2. For each number $X$ in the array:
   • Let remX = X % k.
   • Iterate through all possible target sums T from 0 to $k-1$.
   • The required remainder of the previous element would be prevRem = (T - remX + k) % k.
   • dp[remX][T] = dp[prevRem][T] + 1.
3. The answer is the maximum value in the dp table.

Example explanation

nums = [1, 4, 2, 3], $k = 3$. Target Sum $T=2$:

1. Number 1: rem=1. prevRem = (2-1) = 1. dp[1][2] = dp[1][2] + 1 = 1.
2. Number 4: rem=1. prevRem = (2-1) = 1. dp[1][2] = 1 + 1 = 2.
3. Number 2: rem=2. prevRem = (2-2) = 0. dp[2][2] = dp[0][2] + 1 = 1.
4. Number 3: rem=0. prevRem = (2-0) = 2. dp[0][2] = dp[2][2] + 1 = 2. Final result is the max across all $T$.

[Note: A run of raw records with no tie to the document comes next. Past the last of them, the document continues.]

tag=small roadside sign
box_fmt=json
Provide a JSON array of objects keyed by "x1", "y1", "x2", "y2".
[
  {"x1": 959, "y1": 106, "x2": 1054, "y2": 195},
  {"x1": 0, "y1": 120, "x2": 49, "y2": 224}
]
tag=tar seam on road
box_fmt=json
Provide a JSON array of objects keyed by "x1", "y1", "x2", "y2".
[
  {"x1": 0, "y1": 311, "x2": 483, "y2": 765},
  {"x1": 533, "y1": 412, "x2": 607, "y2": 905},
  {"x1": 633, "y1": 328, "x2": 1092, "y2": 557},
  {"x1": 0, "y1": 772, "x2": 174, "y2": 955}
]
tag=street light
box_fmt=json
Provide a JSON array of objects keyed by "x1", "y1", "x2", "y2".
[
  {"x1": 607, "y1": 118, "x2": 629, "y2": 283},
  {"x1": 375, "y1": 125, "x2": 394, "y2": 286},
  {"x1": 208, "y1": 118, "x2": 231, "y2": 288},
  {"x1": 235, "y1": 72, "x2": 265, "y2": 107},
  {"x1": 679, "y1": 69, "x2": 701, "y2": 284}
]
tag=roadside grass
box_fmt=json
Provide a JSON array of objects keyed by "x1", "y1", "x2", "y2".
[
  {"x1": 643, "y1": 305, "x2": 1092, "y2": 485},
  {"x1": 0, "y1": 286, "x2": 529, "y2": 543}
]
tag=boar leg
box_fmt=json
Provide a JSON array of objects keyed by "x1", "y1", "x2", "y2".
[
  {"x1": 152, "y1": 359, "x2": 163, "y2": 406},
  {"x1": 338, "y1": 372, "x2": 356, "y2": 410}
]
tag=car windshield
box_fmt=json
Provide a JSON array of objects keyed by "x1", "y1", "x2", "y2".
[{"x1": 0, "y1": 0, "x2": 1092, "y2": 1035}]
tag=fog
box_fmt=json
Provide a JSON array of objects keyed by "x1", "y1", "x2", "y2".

Common mistakes candidates make

• Inefficient state: Trying to use dp[i][j] (indices), leading to $O(N^2)$ complexity.
• Modular arithmetic: Not handling negative results correctly (always add $k$ before modulo).
• Missing cases: Not iterating through all possible target sums $T$.

Interview preparation tip

In DP problems involving subsequences and modular sums, the "remainder" of the last element is almost always part of the state. If the condition involves pairs, the state must link the current remainder to the previous one via the condition (the target sum).